Anayasa ile getirilen düzenleme, aşağıdaki gibi özetlenebilir:
a) Cumhurbaşkanının uluslararası bir anlaşmayı onaylayabilmesi, Meclisin onaylamayı bir yasa ile uygun bulmasına bağlıdır.
b) Bu ana kuralın istisnaları vardır. Onlar da şöyle sıralanabilir:
Ekonomik, ticari veya teknik ilişkileri düzenleyen ve süresi bir yılı aşmayan antlaşmalar, bir uygun bulma yasası çıkarılmadan yalnız yayımlama yolu ile yürürlüğe girer. Bunlar, yayımlanmasından sonra Meclisin bilgisine sunulur. Bu tür antlaşmalarla, devlet mâliyesi bakımından bir yükleme getirilemez, kişi hallerine ve Türklerin yabancı memleketlerdeki mülkiyet haklarına dokunulamaz (m. 90/2).
Uluslararası bir antlaşmaya dayanan uygulama antlaşmaları ile yasanın verdiği yetkiye dayanarak yapılan ekonomik, ticari veya yönetsel antlaşmalar da, uygun bulma yasası çıkarılmadan yürürlüğe konabilir. Bu antlaşmalardan ekonomik, ticari veya özel kişilerin haklarını ilgilendirenler, yayımlanmadan yürürlüğe konulamaz (m. 90/3).
c) Antlaşmanın niteliği ne olunsa olsun, Türk yasalarına değişiklik getiren her türlü antlaşmaların, Cumhurbaşkanınca onaylanmasından önce, Meclisçe onaylamanın uygun bulunmasına ilişkin bir yasanın çıkarılması gerekir. Böylece, Meclisin haberi olmadan, antlaşma yolu ile yasalarda değişiklik yapma yolu benimsenmemiştir.
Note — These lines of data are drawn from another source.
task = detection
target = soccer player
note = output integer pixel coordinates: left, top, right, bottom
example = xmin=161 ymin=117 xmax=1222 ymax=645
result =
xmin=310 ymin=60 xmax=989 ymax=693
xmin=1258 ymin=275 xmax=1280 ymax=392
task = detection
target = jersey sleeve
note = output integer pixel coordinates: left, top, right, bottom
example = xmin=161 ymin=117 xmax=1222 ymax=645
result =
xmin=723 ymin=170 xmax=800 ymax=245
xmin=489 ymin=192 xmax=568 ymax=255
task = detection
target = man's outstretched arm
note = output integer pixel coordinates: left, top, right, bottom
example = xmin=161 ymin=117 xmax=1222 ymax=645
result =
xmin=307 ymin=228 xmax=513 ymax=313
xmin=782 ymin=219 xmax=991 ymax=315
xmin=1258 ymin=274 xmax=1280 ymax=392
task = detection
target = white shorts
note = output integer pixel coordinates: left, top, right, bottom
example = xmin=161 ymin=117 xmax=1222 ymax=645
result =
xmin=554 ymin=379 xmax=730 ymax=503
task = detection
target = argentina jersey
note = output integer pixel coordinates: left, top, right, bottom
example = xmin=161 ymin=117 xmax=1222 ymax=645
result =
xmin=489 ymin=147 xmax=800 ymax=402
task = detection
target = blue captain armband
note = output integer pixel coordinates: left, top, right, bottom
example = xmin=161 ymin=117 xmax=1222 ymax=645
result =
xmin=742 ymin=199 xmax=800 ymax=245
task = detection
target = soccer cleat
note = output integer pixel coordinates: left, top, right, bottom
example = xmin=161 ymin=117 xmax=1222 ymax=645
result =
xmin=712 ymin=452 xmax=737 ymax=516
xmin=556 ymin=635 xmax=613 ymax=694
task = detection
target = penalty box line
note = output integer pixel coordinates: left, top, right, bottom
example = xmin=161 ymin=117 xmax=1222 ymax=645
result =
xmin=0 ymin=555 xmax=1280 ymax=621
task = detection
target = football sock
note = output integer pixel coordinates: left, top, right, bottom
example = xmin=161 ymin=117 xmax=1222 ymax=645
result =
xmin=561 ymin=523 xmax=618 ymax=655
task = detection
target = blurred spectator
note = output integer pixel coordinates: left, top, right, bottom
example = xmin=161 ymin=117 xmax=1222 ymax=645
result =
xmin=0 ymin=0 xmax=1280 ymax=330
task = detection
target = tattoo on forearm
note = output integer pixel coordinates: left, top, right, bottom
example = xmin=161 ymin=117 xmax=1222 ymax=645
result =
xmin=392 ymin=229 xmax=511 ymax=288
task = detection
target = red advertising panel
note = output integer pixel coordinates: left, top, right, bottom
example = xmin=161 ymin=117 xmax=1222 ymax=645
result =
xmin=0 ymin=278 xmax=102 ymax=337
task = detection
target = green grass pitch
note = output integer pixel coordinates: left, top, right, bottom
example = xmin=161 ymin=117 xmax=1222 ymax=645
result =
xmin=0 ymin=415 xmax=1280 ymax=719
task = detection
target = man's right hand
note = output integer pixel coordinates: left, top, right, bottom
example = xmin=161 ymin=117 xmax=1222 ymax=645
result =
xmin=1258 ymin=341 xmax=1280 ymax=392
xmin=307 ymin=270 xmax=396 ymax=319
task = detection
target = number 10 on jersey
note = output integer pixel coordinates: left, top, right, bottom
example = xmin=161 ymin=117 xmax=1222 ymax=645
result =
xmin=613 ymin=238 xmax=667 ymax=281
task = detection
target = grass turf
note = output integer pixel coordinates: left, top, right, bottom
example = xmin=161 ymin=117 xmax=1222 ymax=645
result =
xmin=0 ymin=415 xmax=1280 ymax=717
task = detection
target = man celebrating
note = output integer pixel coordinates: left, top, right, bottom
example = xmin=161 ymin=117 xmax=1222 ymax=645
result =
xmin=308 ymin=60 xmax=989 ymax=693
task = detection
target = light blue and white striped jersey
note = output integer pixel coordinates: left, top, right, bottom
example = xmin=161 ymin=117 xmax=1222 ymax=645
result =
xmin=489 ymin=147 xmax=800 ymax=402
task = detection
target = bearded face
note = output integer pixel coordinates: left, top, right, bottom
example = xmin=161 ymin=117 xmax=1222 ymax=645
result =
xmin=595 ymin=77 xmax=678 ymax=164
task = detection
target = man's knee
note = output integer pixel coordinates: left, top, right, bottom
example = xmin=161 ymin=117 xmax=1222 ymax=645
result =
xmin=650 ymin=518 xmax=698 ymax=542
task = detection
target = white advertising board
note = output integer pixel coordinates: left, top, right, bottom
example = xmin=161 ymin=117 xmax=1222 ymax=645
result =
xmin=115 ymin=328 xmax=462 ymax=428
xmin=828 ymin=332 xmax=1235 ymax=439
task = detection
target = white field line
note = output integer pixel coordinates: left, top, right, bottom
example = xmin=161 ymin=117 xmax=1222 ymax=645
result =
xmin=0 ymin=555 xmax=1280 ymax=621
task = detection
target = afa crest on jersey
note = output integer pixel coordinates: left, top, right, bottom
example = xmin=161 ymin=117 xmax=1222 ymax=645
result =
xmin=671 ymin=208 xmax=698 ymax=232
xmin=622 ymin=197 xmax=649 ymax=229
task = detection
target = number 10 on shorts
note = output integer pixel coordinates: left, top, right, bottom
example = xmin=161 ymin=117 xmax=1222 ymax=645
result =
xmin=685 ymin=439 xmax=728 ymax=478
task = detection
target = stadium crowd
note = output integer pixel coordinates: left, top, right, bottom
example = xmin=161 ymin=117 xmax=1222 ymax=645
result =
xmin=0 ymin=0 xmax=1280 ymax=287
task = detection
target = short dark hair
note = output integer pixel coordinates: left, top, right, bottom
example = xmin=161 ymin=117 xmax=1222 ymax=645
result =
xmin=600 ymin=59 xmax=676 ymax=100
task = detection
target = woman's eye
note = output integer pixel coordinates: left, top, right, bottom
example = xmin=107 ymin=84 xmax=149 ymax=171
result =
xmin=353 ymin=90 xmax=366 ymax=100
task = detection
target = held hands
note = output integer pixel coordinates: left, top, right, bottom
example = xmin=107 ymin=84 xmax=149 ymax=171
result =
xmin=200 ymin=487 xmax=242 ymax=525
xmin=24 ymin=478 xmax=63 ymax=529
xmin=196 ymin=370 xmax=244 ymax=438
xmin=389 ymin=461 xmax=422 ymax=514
d) Niteliği ne olursa olsun, yöntemine uygun olarak yürürlüğe konmuş olan antlaşmalar yasa hükmündedir. Başka bir deyişle, antlaşmalar, yasa gibi, yürütme, yargı organları ve yönetimi bağlar. Antlaşmaların Anayasaya aykırılığı nedeni ile Anayasa Mahkemesine iptal davası açılamayacağı gibi, antlaşmalar, itiraz yolu ile de Anayasa Mahkemesinin önüne getirilemez. Antlaşmalar, Anayasaya aykırı hükümler taşısa bile, uygulanmaktan alıkonulamaz. Anayasaya uygunluğu aranmadan, uygulanması gereken antlaşmanın, kendisinden önce, ya da sonra çıkmış olan yasalara aykırılığı, ya da sonradan çıkan yasanın antlaşma kurallarını değiştirdiği ileri sürülerek, uygulanması savsaklanamaz. Kısaca belirtmek gerekirse, Antlaşma ile Anayasanın, ya da her hangi bir yasanın çatışması durumunda, Antlaşma uygulanır. Anayasa, 1961 Anayasası gibi, iç hukuk yönünden antlaşmaların üstünlüğü ilkesini benimsemiştir.